Jones was psychologically wounded at that time, defiant and usually drunk. Lowney Handy and her husband, Harry, eventually let him into their home. She was an unofficial social worker, helping the troubled. She arranged Jones’s discharge from the army in 1944, and Harry supported him financially for six years while he wrote They Shall Inherit the Laughter and From Here to Eternity. Lowney was convinced Jones would be a major writer. She did not have a literary education, but she was an avid though unsystematic reader. She was seventeen years older than her young protegé. She became his teacher and at times his lover. Her abilities as a teacher were evolving but they began at an unsophisticated level. She dominated his life, but she allowed him time to learn to write. She did insist that he revise and revise. Her editing skills improved over the years, though she continued to be erratic in her judgments. A New Ager, she saw the world through the prism of Mme. Blavatsky and Theosophy and other Eastern thought and introduced these religions and philosophies to Jones, ideas in many ways opposed to his tragic view of life.

Jones thought he could write the Stewart novel in six months. He was too optimistic; he worked on the manuscript from 1946 to 1950. At times, he wrote Perkins on March 4, 1946, he was “stumbling along in the dark,” “with nobody to teach him what he must learn.” This was a plea to Perkins for more assistance and a recognition that Lowney had her shortcomings as a teacher. On March 16, 1947, he wrote Perkins that Laughter had been autobiographical, and he had a ready-made plot. In the Stewart novel, “I have nothing to go on except certain people I knew in the army and what made them tick. There is no plot at all except what I can create.”

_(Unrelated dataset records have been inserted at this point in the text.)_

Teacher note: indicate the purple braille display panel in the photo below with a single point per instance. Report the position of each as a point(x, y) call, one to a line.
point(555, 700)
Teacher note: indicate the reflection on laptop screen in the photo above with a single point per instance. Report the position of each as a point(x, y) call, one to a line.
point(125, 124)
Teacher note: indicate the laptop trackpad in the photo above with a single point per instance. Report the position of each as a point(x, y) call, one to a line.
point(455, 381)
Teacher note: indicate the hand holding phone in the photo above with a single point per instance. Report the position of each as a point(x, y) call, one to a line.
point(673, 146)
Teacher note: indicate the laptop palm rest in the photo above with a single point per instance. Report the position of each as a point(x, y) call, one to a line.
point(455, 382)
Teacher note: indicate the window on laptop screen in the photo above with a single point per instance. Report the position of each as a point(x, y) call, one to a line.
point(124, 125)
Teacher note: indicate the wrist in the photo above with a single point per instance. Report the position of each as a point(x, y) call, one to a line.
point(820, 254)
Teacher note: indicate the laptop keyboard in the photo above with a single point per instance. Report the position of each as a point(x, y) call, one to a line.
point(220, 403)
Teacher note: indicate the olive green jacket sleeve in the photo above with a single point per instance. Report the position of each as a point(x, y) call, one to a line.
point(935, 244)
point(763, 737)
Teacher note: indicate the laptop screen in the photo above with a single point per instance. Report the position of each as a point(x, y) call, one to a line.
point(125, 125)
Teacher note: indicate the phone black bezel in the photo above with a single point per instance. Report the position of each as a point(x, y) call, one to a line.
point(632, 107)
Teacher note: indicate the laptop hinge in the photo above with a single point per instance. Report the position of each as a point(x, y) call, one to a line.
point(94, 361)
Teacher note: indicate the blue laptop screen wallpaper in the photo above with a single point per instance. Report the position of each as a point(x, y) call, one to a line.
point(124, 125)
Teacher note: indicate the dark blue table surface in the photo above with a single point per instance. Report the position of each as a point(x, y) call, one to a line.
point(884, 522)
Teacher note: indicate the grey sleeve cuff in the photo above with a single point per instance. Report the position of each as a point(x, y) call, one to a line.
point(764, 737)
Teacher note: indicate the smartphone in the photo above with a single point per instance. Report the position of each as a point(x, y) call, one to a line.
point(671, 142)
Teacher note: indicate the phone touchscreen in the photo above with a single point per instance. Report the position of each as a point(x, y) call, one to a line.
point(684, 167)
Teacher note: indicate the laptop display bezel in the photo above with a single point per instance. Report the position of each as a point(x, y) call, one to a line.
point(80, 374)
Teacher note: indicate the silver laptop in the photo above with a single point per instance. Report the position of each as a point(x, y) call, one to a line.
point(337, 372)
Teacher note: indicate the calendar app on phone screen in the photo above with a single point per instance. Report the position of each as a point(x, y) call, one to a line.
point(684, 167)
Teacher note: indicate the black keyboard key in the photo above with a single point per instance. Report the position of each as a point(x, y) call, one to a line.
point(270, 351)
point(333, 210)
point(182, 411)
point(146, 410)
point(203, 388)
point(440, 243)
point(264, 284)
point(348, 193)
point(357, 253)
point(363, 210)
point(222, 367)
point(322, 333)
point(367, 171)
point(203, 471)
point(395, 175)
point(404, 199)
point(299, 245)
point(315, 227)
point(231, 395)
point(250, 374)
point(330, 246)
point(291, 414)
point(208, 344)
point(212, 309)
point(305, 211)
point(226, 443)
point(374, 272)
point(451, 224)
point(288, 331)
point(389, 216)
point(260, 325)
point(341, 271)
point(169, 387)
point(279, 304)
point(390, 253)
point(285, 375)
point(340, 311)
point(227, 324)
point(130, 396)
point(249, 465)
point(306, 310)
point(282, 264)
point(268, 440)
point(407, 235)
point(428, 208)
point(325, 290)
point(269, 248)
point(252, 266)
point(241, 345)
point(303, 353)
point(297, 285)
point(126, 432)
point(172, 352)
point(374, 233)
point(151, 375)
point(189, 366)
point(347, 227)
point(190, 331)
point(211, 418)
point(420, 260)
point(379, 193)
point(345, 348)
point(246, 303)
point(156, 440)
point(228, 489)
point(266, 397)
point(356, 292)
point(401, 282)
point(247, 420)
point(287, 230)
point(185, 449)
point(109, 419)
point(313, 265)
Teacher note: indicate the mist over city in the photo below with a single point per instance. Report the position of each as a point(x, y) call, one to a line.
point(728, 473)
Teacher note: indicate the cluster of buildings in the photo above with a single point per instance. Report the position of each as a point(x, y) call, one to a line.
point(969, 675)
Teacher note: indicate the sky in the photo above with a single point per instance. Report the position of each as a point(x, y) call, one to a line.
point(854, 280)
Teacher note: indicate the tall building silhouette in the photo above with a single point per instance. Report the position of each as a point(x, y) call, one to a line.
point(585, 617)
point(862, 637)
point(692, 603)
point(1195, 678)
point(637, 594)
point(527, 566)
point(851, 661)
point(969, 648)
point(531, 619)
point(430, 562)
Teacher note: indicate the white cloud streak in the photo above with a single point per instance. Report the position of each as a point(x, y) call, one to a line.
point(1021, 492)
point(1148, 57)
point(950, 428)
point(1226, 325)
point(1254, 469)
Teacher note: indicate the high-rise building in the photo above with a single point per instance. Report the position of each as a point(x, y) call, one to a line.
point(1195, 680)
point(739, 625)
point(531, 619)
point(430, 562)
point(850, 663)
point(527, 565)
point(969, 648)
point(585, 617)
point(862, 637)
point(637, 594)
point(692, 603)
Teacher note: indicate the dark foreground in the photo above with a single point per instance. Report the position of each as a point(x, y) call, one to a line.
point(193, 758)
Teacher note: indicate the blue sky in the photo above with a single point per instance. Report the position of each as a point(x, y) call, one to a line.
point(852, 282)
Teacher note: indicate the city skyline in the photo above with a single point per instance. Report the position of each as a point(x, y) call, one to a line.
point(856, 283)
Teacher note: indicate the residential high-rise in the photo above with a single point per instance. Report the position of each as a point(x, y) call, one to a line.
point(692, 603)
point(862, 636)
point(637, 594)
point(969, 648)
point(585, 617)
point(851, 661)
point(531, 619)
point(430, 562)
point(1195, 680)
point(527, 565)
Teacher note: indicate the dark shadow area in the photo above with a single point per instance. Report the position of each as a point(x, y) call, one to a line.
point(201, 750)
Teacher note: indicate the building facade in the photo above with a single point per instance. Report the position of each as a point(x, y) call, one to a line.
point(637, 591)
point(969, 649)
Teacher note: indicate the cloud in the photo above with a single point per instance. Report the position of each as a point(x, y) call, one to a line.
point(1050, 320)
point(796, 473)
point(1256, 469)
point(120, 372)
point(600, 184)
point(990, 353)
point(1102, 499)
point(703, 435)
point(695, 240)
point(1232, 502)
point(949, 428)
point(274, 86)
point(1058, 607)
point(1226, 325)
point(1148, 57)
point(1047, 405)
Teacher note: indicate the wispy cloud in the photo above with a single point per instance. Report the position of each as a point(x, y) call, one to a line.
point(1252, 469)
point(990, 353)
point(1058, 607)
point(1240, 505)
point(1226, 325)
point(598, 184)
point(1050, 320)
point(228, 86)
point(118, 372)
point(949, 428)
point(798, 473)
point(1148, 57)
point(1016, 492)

Perkins was in failing health, and his letters to Jones were encouraging, but his suggestions were general in nature. Perkins died on June 17, 1947, and by that time he had read several chapters of the manuscript now titled From Here to Eternity. He had faith in the novel and regarded Jones as his last American discovery. Scribner’s then assigned Burroughs Mitchell, a young editor who had served as enlisted man and then officer in the Navy during the war, to be Jones’s editor.